Maybe she was getting ahead of herself and Jars had only hand addressed the envelope to make up for a shortage of toner in the printer’s now empty belly.
Curiosity overcame fatigue and she reached for the letter, her fingers exploring its surface, slowly tracing the name reflected back to her through her father’s handwriting. Katie. That was her name. One given to her at birth by a father who was as much a stranger to her as those she had met in the streets of Kolkata as it is called by the natives of that place. A father she tried to keep buried in the farthest reaches of her mind only to find his ghost wandering about in the most unexpected places. Like the time she saw an impoverished Indian man holding his daughter’s hand in one of the countless open air bazaars as he bought her puri, a dough of course wheat flour and salt deep fried.
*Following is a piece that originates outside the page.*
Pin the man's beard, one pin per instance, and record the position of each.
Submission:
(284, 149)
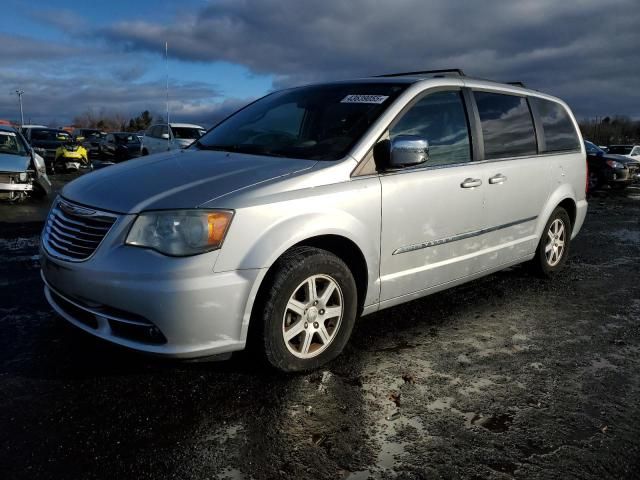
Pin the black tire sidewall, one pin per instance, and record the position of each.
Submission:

Katie had found herself wishing she had memories of such special times with her own father, aching with their absence.
With hesitant eagerness, Katie opened the envelope. It was indeed a letter from Jars. The flowing blue script from the ivory pages looked up at her. It was dated only three days earlier.
Katie,
I’ve no doubt that my writing to you like this will come as quite a surprise. But I both want and need to see you. It’s important. I’d rather share the why of it with you in person.
Although there is no reason why I should expect you to drop everything and come to New York, I hope you will. I would gladly fly out to California and save you the trouble but there are reasons why it would be better for you to come here.